The City Council Meeting on March 11, 2019 was very focused on being gracious and green; recognizing Ana Wong for her winning “Water is Life” art, recounting the success of the ‘community conversations’ events, talking about taking down the “Doctor’s House” and moving the Farmer’s Market.
Shea Cunningham, head of Balanced Approach Strategic Sustainable Services, awarded the 2019 Culver City Sustainable Business Certifications. She also moved towards taking the program in to a third year with the city, and finding a way to give the city full responsibility for the next batch of qualifying businesses.
The Chamber of Commerce President Colin Diaz also spoke to the council in regard to giving the city ownership of the Mayor’s Luncheon. In the past, it was a formal luncheon held as a fundraiser for the Chamber, at the end of the mayoral term in April. With the Chamber stepping away, the event looks to be held at the Robert Frost as a free ticket for the the public. The Chamber will support by publicizing the event, but will no longer own it.

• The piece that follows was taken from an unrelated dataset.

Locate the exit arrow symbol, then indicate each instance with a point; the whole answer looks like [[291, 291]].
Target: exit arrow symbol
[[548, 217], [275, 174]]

Volunteer organization L.A. Works was granted sponsorship for a day of service on income inequality scheduled for June 15, 2019 at Veteran’s Park.
The city is asking for bids to demolish the ‘Doctor’s House’ – the property at 9814 Washington that was to have been the new home of the Jazz Bakery. While the Jazz Bakery made a few moves towards creating the address as a new showcase for jazz, including a possible design by Frank Gehry, the lack of movement over many years has closed that possibility. With an informal request from the council to the Historical Society to make sure the property has been documented for posterity, the city has decided to begin a Request for Proposals to see what could be created in that space.
Since Cynthia Ojeda took over as manager of the Farmer’s Market, she has made some changes, and many feel the market has benefitted. But the next change is one that she sees as negative; the opening of the Culver Steps will mean moving the market. “Of the many farmer’s markets I’ve managed, one that had to move saw a 60% drop in revenue.”
Remarks from the council framed the move as needed, and comments from the podium also supported the move. Seth Horowitz, the manager of the Culver Hotel, offered himself as a huge fan of the market, but also a supporter of the move. “Our kitchen, our chefs, shop there and the produce is outstanding, but the traffic is going to need Main Street to be open.”
Other merchants from Main Street, who had spoken out about their difficulties with the market in the past, spoke out again. Leah Koch, of Ripped Bodice Bookstore, noted that “[The Farmers Market] really hurts our business. We would just be closed on Tuesdays, but in the publishing world, Tuesday is when new books come out.”
After many suggestions from the podium and the dais, the question as to where and when to move the market was left open.